UBC's new president has finally made a controversial decision, and revealed that behind his cute music videos and bow ties is utter contempt for people working against racism and child abuse in Canada.

Santa Ono's unilateral decision to reinstate John Furlong as keynote speaker at a UBC fundraising event is all the worse for how unnecessary it was. 

It would have been one thing if Ono was under pressure to cancel Furlong's speech.

Apparently nobody realized at first how controversial inviting Furlong to campus would be. Once they realized that, the organizers cancelled his appearance last month. People make mistakes, they fix their mistakes, we move on.

Ono went out of his way to apologize to Furlong for the cancellation — but otherwise didn't need to involve himself at all.

Let's take a moment to clarify what Ono was involving himself in by laying out just what Furlong is accused of.

In 2012, eight First Nations students signed affidavits for a Georgia Straight reporter outlining physical and mental abuse by Furlong during his time as a physical education teacher at a residential school — the very kind of school UBC wants to be a leader in recognizing the awful legacy of.

One student said, “I was hit on the head all the time. I was hit with a ruler: a metre stick in the legs.

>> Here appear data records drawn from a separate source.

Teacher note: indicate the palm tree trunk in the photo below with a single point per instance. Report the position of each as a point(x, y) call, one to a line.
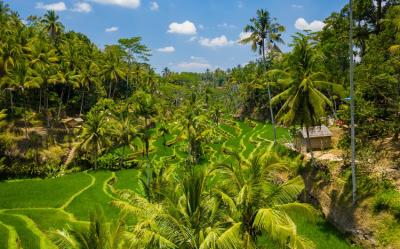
point(59, 107)
point(40, 100)
point(25, 119)
point(11, 102)
point(269, 95)
point(82, 99)
point(109, 90)
point(309, 147)
point(46, 106)
point(351, 76)
point(115, 88)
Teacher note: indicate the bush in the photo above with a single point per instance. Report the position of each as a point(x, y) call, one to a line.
point(388, 201)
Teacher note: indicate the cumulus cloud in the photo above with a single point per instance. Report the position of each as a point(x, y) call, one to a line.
point(185, 28)
point(169, 49)
point(244, 35)
point(154, 6)
point(314, 26)
point(60, 6)
point(193, 65)
point(296, 6)
point(82, 7)
point(226, 26)
point(112, 29)
point(221, 41)
point(133, 4)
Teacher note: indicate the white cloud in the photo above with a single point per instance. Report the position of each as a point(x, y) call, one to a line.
point(314, 26)
point(133, 4)
point(169, 49)
point(193, 65)
point(112, 29)
point(193, 38)
point(185, 28)
point(244, 35)
point(221, 41)
point(154, 6)
point(60, 6)
point(226, 26)
point(82, 7)
point(296, 6)
point(198, 59)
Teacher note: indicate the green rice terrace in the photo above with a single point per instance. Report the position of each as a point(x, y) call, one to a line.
point(29, 209)
point(182, 124)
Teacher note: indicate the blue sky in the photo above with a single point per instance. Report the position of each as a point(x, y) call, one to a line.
point(184, 35)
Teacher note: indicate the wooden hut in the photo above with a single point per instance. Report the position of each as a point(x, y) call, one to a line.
point(320, 138)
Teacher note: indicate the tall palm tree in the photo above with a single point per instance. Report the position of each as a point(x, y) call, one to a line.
point(188, 217)
point(113, 70)
point(304, 102)
point(52, 24)
point(86, 76)
point(99, 234)
point(95, 135)
point(20, 77)
point(145, 108)
point(265, 32)
point(256, 200)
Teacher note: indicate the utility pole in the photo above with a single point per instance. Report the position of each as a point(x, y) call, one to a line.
point(351, 76)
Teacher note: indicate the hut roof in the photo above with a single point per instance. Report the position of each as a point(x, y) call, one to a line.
point(316, 131)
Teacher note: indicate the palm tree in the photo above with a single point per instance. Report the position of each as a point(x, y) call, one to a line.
point(265, 32)
point(188, 217)
point(87, 76)
point(145, 107)
point(95, 135)
point(52, 25)
point(304, 102)
point(99, 234)
point(20, 78)
point(261, 202)
point(113, 70)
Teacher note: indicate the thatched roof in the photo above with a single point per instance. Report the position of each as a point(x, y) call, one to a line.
point(316, 131)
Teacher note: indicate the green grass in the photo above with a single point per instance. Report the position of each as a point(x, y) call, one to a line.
point(4, 233)
point(40, 193)
point(33, 207)
point(93, 197)
point(27, 236)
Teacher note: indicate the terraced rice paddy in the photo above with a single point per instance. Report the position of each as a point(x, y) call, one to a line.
point(31, 208)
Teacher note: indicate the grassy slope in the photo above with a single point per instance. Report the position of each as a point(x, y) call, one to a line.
point(52, 203)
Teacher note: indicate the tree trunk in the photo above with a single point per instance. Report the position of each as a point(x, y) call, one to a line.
point(59, 107)
point(40, 100)
point(109, 90)
point(269, 95)
point(115, 88)
point(11, 102)
point(82, 99)
point(69, 93)
point(46, 106)
point(25, 119)
point(309, 145)
point(378, 16)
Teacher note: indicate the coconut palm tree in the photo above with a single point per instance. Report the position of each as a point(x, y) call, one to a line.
point(85, 77)
point(113, 70)
point(21, 80)
point(52, 25)
point(95, 135)
point(188, 217)
point(145, 108)
point(304, 100)
point(258, 199)
point(265, 32)
point(99, 234)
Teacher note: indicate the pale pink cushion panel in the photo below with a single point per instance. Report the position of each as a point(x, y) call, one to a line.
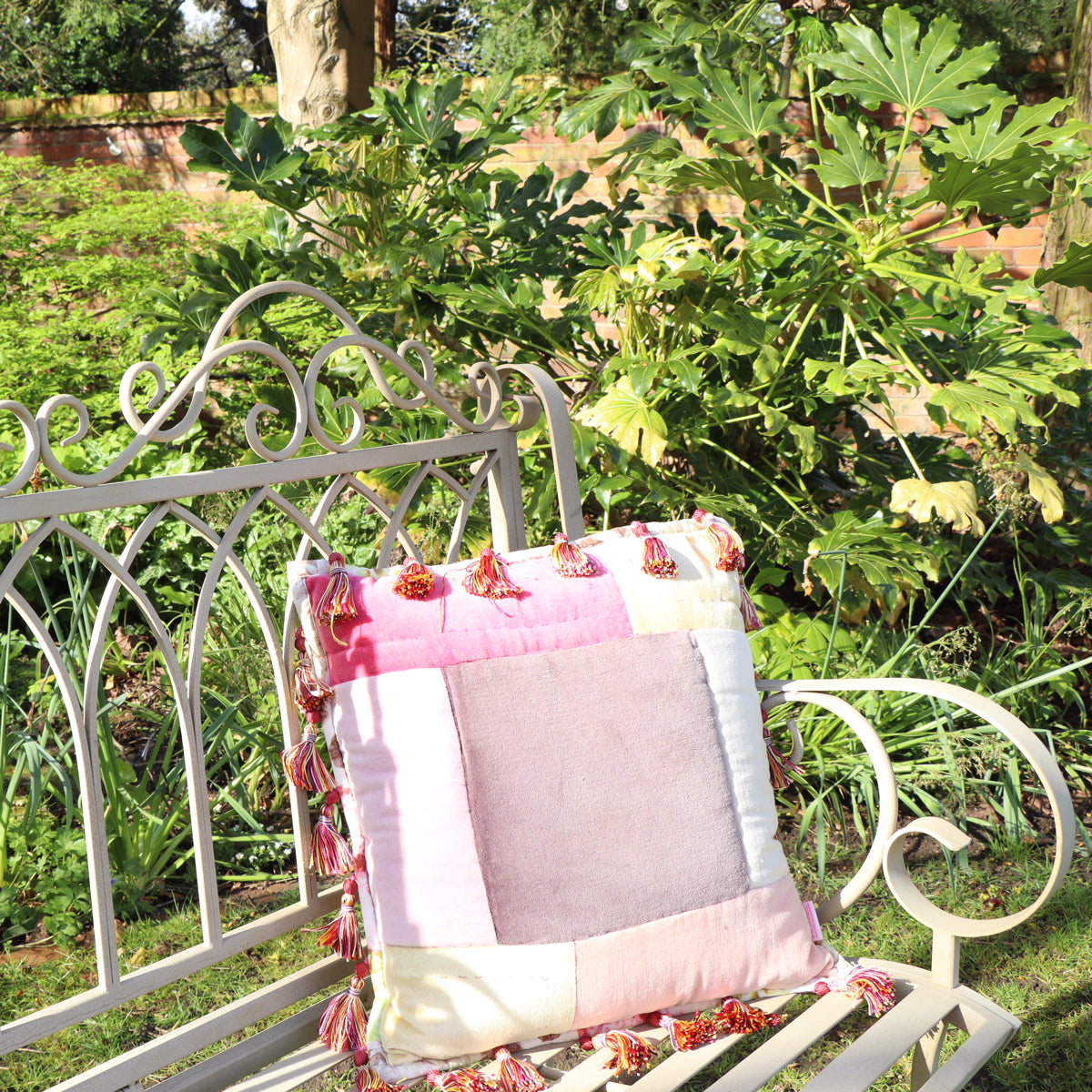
point(700, 596)
point(401, 753)
point(759, 940)
point(451, 626)
point(596, 787)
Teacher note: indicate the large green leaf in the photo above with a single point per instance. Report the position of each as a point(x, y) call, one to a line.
point(913, 76)
point(851, 165)
point(616, 102)
point(991, 136)
point(627, 419)
point(1074, 271)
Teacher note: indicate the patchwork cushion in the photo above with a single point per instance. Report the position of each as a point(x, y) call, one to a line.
point(560, 802)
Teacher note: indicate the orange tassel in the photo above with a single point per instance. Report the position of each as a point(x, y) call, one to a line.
point(487, 578)
point(685, 1035)
point(727, 544)
point(867, 983)
point(737, 1018)
point(571, 561)
point(330, 854)
point(336, 604)
point(367, 1079)
point(629, 1052)
point(414, 581)
point(656, 561)
point(517, 1075)
point(752, 621)
point(344, 1024)
point(343, 933)
point(304, 767)
point(461, 1080)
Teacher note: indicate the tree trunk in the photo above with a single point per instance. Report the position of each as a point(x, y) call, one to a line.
point(1073, 307)
point(386, 10)
point(326, 57)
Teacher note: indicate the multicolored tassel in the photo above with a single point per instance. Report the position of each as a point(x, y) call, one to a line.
point(345, 1021)
point(414, 581)
point(655, 561)
point(343, 933)
point(487, 578)
point(867, 983)
point(304, 767)
point(461, 1080)
point(330, 854)
point(517, 1075)
point(367, 1079)
point(752, 621)
point(336, 604)
point(727, 544)
point(311, 693)
point(629, 1052)
point(683, 1035)
point(571, 561)
point(737, 1018)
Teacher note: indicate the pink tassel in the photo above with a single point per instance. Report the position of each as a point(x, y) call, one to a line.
point(629, 1052)
point(685, 1035)
point(330, 854)
point(867, 983)
point(414, 581)
point(311, 693)
point(656, 561)
point(304, 767)
point(461, 1080)
point(727, 544)
point(367, 1079)
point(517, 1075)
point(752, 621)
point(571, 561)
point(344, 1024)
point(343, 933)
point(487, 578)
point(336, 603)
point(737, 1018)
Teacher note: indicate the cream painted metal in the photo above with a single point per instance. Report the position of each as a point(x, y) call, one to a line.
point(476, 458)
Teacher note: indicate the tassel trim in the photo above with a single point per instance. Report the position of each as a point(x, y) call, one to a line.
point(865, 983)
point(655, 561)
point(737, 1018)
point(344, 1024)
point(414, 581)
point(727, 544)
point(629, 1052)
point(343, 934)
point(336, 603)
point(517, 1075)
point(330, 854)
point(569, 560)
point(304, 767)
point(489, 579)
point(461, 1080)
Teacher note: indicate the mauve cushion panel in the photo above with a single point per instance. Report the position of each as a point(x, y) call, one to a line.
point(451, 626)
point(596, 787)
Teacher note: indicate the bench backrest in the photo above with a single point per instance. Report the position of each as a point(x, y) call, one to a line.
point(105, 520)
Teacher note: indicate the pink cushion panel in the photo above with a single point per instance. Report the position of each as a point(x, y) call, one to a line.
point(401, 753)
point(596, 787)
point(451, 626)
point(759, 940)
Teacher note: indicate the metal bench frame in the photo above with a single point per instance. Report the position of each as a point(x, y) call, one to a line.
point(511, 399)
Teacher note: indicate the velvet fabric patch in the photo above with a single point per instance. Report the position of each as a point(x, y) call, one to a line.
point(560, 801)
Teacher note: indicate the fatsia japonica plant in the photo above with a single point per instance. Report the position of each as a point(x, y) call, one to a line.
point(760, 353)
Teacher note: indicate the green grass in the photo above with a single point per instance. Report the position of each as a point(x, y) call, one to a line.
point(1042, 972)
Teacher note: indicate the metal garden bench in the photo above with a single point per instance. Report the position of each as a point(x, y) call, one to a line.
point(479, 461)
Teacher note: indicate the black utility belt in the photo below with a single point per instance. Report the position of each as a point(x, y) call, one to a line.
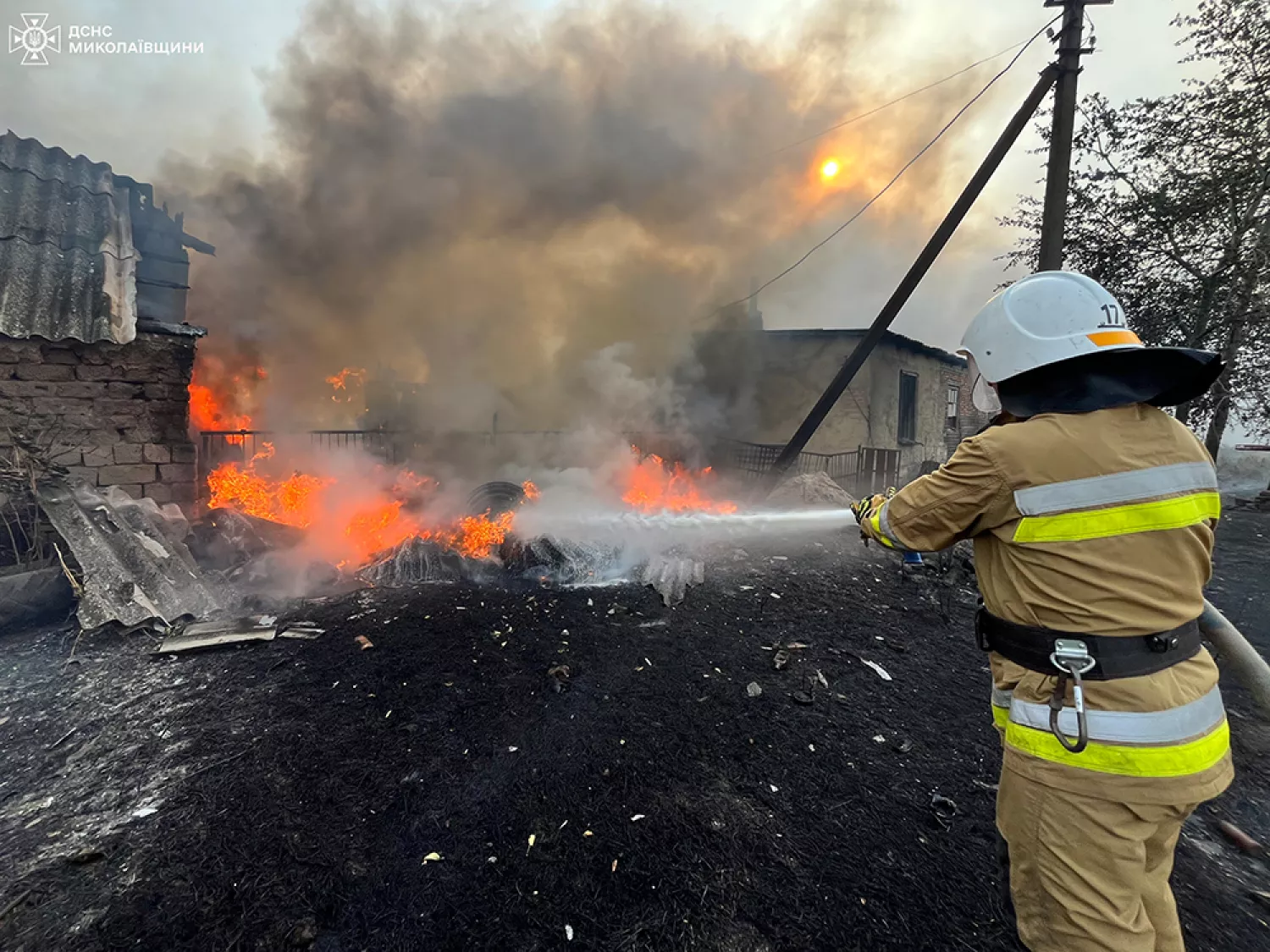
point(1100, 657)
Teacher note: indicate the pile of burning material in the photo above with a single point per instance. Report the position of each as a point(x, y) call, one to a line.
point(226, 540)
point(417, 561)
point(810, 489)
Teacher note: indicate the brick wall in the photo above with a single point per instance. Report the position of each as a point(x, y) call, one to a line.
point(119, 411)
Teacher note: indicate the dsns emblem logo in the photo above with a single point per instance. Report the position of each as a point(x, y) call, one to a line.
point(33, 40)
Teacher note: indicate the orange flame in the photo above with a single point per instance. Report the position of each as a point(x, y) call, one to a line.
point(340, 382)
point(216, 395)
point(654, 487)
point(351, 536)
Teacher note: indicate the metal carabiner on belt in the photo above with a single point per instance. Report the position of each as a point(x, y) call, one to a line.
point(1072, 659)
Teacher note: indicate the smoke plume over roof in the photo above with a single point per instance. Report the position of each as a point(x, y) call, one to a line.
point(483, 207)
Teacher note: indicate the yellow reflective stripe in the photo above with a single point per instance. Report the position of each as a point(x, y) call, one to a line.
point(875, 525)
point(1122, 520)
point(1170, 761)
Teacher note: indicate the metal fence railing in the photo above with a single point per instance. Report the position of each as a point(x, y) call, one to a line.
point(864, 470)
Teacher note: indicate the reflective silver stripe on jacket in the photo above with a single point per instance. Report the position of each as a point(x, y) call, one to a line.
point(1115, 487)
point(1171, 726)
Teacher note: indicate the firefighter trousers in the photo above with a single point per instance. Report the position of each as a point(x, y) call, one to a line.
point(1090, 875)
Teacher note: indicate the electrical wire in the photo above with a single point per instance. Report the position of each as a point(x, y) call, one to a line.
point(886, 188)
point(898, 99)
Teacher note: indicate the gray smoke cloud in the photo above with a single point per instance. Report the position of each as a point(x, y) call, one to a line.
point(535, 218)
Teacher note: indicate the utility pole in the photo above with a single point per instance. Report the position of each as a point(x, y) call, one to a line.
point(1069, 50)
point(909, 282)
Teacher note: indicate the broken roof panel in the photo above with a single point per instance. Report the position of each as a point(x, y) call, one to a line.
point(135, 566)
point(68, 266)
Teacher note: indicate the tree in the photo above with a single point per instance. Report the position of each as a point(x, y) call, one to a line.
point(1170, 210)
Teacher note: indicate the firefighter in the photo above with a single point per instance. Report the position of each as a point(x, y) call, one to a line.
point(1092, 513)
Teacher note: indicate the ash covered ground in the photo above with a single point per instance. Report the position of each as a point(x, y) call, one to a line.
point(290, 794)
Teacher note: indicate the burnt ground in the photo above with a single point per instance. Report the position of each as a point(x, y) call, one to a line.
point(287, 795)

I remember one day talking to another Native person in my language. I said, ‘What are you learning in school?’ John Furlong hit me for that. Those days, there was not too much learning. I remember John Furlong chased me home one day.”

Furlong denies all the allegations presented in the article.

The Georgia Straight article also said that Furlong, who organized the 2010 Vancouver Olympics, left out his time as a residential school teacher in all of his official biographies and in his autobiography.

Hm.

Okay, now that we're caught up to speed on why some people didn't want Furlong speaking at UBC, let us return to our adorable new president's involvement in this sordid affair.

Following the athletic department's cancellation of Furlong's speech, everything was fine. Furlong accepted the cancellation. Ono had nothing to do with any of this, and was in the clear.

But instead of letting well enough be, Ono decided to re-invite Furlong after two weeks — again, a man accused by eight people of being horribly racist and beating them as children — after the athletics department cancelled his talk.

Why would he do that?

As a recent alumnus of UBC, that's what I want an answer to. Surely if Ono believed the eight First Nations students who had spoken to The Georgia Straight, he wouldn't have re-invited Furlong. 

After all, no president of a university aspiring to be one of the best in the world would want a racist child abuser raising funds for its sports teams.

So then, Ono must believe that the eight students who spoke to The Georgia Straight in 2012 are liars. In failing to believe them, Ono is making the same mistake that people in positions of authority across Canada made throughout the history of the residential school program where, for decades, Indigenous children were forcibly removed from their families and abused in boarding schools meant to take away any shred of their cultural identity.

There is a small chance that Ono believes that Furlong abused those children but thinks his work supporting sports in Canada in the decades since absolves him of guilt. Or perhaps Ono simply believes that slighting a major figure in Canadian sports would hurt the university's status in the eyes of certain donors.

Whatever the case, Ono's aggressive cowardice in re-inviting Furlong to speak should end whatever honeymoon he received as a president who engaged nicely, if superficially, with students on social media and around campus (what a low bar we have for our leaders).

It is time for us to hold Ono accountable not only on his action in the case of Furlong, but on all the serious issues on campus: affordability, mental health, the quality of teaching and the priorities of the administration. 

If Ono is willing to ignore the concerns of human rights advocates concerned about Furlong speaking on campus, it suggests the policy he sets as president may not be as in line with what students believe as his slick, self-created brand make it seem.

Arno Rosenfeld is a former Ubyssey editor and a UBC alumnus.